Mad Money

Cramer pinpoints the origins of the market's bullish surge

Origins of market's bullish surge

Thursday's market surge intrigued Jim Cramer, so he decided to look at the day's earnings reports to find where all the bullishness originated.

"There are a couple of joyous weeks every quarter where we hear from individual companies that their collective results are actually able to control the agenda of trading," the "Mad Money" host said. "They serve as the preponderance of the evidence about how companies are really doing, how their stocks should perform, and, by extrapolation, how strong or weak the broader economy may be."

In other words, major institutions like the Federal Reserve or the Department of Labor typically hold sway over the market. But during earnings season, a flurry of strong reports can coax a positive response out of the market on its own.

Watch the full segment here:

Cramer pinpoints the origins of the market's bullish surge

Cramer admitted that the macro setup was favorable, with interest rates on the rise, strength in European markets, and a bullish rhetoric on tax reform from Treasury Secretary Steven Mnuchin.

But the real strength started with American Express' earnings report after Wednesday's market close. The company handily beat estimates and boasted exceedingly healthy growth worldwide.

"Buried within the AmEx conference call was an amazing statistic: 60 percent of the new leads for cards are coming from digital, which to me was a clarion call to buy the stocks of Google's parent Alphabet and Facebook, the natural winners when ads are placed on the web," Cramer said.

Following that were two excellent and mutually-supportive reports from CSX and Nucor that showed increases in steel production and use, a bullish sign for the industrial sector.

Europe's resilience was verified by reports from packaged goods giants Unilever and Nestle, which exceeded analysts' growth estimates and pointed to improvement in global sales, especially in Latin America.

Lower bond prices and higher yields gave Keycorp's earnings report a boost. The bank showed signs of its merger with First Niagara starting to pay off and saw strong growth, cost controls, and a lift in its net interest income.

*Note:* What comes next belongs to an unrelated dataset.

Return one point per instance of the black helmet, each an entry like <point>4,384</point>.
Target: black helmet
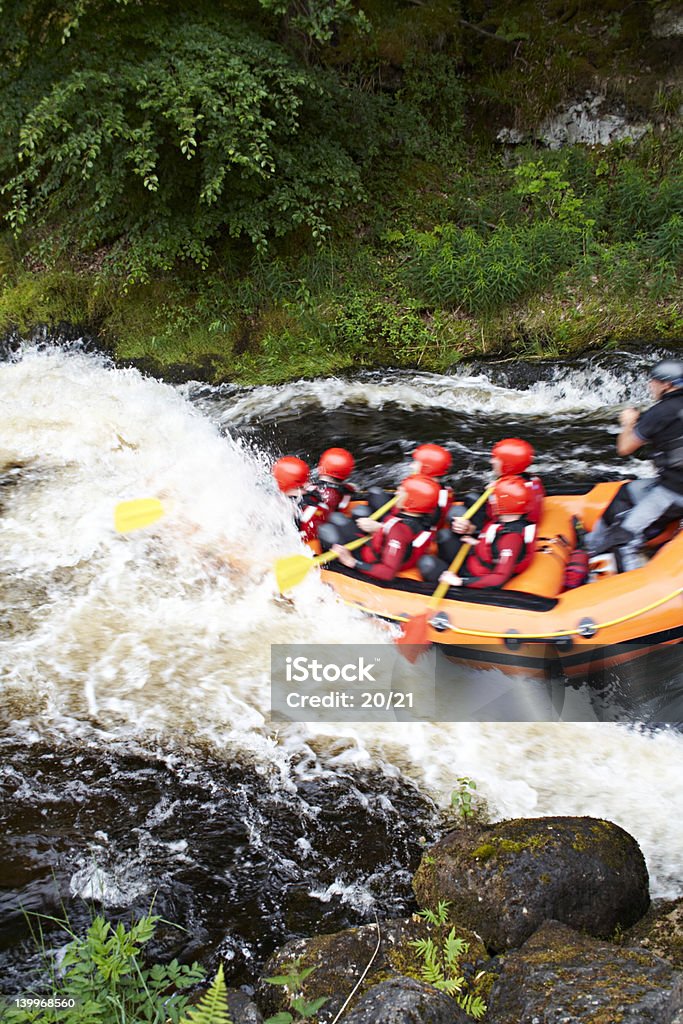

"Key's nearly 5 percent rally — it's a bank stock — and the weakness in bonds caused people to circle back to the financials. It also served as a reminder, by the way, that Goldman Sachs' poor quarter was truly an outlier when compared to the regionals, the brokers, or the internationals. I say the group's not done going higher," Cramer said.

Two positive research notes on Apple rounded out the day's successes, with Morgan Stanley setting expectations for a healthy quarter thanks to the new iPhone super-cycle.

"While you know I hate that term — it sets up [Apple CEO] Tim Cook for failure, don't want that — I understand the sentiment," Cramer said. "So did Wall Street. Apple's stock soared."

And although some laggards did come out of the woodwork, with Verizon seeing fewer-than-anticipated sign-ups and Ebay's growth slacking more than it should have been, the market's overall layout is undeniably improving, Cramer insisted.

"Today was a day for guys like me, guys like me who like to put together the mosaic from individual companies and reach our own conclusions. Those conclusions were almost uniformly bullish. And that, not oil, not bonds, not Trump, gave you this beautiful one-day rally," the "Mad Money" host said.